Pride and Prejudice
How we cite our quotes:
"His pride never deserts him; but with the rich he is liberal-minded, just, sincere, rational, honourable, and perhaps agreeable—allowing something for fortune and figure." (16.47)
There's that word "liberal" associated with being just, sincere, and rational—all the qualities that are exactly the opposite of being prejudiced and refusing to see the world and people as they actually are.
"I remember hearing you once say, Mr. Darcy, that you hardly ever forgave, that your resentment once created was unappeasable. You are very cautious, I suppose, as to its being created."
"I am," said he, with a firm voice.
"And never allow yourself to be blinded by prejudice?"
"I hope not." (18.28-30)
Well, this isn't actually true. But we have to say, Darcy might just be the least prejudiced person in the novel. Sure, he doesn't take to Lizzy immediately—but he's definitely right about her family being complete fools.

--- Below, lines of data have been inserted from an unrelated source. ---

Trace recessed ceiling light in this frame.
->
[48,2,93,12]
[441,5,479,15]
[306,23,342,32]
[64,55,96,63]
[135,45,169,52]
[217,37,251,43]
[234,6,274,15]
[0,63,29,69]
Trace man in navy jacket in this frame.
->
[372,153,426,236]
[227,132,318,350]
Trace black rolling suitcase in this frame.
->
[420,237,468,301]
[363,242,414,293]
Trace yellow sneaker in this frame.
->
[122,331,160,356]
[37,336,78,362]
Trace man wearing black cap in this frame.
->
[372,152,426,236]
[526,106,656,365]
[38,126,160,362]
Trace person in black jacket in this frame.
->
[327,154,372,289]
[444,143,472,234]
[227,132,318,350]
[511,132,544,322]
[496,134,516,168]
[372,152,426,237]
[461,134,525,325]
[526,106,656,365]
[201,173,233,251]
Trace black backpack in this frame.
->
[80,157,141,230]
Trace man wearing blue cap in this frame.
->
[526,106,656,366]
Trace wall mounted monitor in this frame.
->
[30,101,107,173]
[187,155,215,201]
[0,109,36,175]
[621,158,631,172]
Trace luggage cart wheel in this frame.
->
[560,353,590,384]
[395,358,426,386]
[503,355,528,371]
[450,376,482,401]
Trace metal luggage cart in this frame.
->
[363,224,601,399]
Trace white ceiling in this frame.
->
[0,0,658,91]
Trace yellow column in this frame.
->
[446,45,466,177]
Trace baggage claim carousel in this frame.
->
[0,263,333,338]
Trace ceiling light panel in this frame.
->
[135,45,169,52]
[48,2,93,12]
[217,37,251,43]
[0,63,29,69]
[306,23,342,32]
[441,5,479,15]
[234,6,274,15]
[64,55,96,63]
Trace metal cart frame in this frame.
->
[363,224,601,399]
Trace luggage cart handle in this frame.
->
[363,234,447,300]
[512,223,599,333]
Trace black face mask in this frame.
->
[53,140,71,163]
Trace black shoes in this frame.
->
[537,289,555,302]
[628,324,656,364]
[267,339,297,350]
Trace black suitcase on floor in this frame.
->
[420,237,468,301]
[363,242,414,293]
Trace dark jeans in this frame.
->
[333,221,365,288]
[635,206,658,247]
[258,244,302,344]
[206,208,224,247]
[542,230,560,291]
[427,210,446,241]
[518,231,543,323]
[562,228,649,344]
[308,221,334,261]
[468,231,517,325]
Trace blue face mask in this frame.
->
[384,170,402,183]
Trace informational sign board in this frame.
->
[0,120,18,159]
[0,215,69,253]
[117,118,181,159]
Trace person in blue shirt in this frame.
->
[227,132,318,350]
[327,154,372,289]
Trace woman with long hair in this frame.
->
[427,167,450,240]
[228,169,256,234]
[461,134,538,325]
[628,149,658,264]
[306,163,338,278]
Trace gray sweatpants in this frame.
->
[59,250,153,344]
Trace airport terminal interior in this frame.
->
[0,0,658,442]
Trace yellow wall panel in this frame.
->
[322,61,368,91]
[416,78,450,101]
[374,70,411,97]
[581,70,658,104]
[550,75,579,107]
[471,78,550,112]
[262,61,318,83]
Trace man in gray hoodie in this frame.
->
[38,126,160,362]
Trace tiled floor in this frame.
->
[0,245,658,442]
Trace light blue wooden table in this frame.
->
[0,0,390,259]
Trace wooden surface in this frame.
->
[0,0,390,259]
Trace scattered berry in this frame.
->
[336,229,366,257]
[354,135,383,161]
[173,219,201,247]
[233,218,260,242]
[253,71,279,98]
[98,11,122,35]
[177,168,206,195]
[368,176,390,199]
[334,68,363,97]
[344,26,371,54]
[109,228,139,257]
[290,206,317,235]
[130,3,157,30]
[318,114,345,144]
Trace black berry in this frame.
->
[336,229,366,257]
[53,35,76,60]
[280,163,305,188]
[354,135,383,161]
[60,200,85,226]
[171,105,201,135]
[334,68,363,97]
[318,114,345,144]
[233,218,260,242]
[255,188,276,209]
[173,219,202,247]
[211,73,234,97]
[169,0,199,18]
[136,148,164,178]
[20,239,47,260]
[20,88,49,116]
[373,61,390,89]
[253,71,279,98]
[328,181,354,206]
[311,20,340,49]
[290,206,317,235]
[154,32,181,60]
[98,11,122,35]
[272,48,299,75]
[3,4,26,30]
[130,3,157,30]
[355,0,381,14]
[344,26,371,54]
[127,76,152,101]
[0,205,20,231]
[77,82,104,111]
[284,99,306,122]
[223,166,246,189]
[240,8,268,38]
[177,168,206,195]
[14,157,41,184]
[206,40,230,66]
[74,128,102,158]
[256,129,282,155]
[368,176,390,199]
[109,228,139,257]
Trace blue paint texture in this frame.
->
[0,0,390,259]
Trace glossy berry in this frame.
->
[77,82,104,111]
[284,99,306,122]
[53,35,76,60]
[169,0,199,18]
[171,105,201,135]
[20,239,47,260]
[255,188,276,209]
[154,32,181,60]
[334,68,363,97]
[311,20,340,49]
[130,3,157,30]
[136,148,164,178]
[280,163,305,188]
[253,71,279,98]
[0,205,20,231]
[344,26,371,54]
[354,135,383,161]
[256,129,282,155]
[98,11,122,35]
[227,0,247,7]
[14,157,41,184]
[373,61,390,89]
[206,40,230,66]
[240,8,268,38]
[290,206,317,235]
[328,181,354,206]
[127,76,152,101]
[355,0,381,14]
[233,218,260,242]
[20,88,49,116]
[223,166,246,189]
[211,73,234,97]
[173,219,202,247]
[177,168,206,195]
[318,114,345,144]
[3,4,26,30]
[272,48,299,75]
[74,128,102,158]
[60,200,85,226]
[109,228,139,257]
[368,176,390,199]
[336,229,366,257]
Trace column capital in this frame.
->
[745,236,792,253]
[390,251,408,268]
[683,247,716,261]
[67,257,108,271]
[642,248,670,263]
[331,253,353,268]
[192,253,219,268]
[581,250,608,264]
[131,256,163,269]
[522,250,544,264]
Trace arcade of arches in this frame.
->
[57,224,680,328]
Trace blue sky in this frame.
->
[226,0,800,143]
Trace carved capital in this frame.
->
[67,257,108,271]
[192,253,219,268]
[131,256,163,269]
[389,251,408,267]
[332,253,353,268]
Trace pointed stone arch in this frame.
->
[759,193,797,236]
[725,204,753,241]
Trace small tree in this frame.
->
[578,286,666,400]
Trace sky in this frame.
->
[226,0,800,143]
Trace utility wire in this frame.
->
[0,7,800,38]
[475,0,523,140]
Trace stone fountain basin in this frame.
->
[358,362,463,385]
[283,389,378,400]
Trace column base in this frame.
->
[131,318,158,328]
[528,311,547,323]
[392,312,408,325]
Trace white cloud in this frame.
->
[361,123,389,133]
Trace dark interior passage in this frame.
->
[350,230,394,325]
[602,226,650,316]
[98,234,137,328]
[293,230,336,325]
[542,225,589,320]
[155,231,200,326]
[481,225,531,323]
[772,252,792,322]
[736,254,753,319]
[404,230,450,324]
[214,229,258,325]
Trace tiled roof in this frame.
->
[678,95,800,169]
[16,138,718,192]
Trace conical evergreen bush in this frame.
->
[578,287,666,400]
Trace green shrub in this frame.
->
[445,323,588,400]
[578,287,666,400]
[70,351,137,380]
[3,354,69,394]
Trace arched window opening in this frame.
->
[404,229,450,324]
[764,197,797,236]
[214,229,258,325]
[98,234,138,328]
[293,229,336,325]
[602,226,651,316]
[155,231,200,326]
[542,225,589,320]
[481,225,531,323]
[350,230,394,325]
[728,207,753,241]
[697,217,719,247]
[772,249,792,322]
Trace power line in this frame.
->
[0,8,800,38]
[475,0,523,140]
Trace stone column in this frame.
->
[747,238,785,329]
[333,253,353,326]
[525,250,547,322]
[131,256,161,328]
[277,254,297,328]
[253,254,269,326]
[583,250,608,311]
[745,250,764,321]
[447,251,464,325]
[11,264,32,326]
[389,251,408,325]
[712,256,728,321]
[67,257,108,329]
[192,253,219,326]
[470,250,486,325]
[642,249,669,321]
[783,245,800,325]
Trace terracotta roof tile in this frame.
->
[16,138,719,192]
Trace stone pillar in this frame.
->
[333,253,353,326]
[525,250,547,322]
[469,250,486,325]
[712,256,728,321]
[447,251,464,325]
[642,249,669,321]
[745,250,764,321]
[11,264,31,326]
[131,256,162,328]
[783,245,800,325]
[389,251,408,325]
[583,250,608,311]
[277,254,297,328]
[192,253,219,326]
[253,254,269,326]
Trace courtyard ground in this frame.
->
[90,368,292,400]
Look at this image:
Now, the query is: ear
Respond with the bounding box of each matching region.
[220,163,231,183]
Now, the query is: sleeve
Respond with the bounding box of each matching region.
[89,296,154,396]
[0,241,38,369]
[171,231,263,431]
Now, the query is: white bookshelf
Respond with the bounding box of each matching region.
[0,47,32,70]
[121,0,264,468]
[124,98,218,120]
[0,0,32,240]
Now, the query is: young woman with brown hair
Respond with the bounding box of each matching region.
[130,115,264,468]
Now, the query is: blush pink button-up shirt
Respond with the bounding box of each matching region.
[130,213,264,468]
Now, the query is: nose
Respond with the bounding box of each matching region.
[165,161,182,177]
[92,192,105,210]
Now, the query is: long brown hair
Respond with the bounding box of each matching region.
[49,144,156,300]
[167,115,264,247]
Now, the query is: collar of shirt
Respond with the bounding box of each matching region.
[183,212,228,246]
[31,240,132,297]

Mr. Wickham's society was of material service in dispelling the gloom which the late perverse occurrences had thrown on many of the Longbourn family. They saw him often, and to his other recommendations was now added that of general unreserve. The whole of what Elizabeth had already heard, his claims on Mr. Darcy, and all that he had suffered from him, was now openly acknowledged and publicly canvassed; and everybody was pleased to know how much they had always disliked Mr. Darcy before they had known anything of the matter. (24.30)
The people of Meryton are congratulating themselves for deciding that they hated Mr. Darcy on sight. Okay, guys. Don't strain your shoulders patting yourselves on the back about being prejudiced idiots, or anything.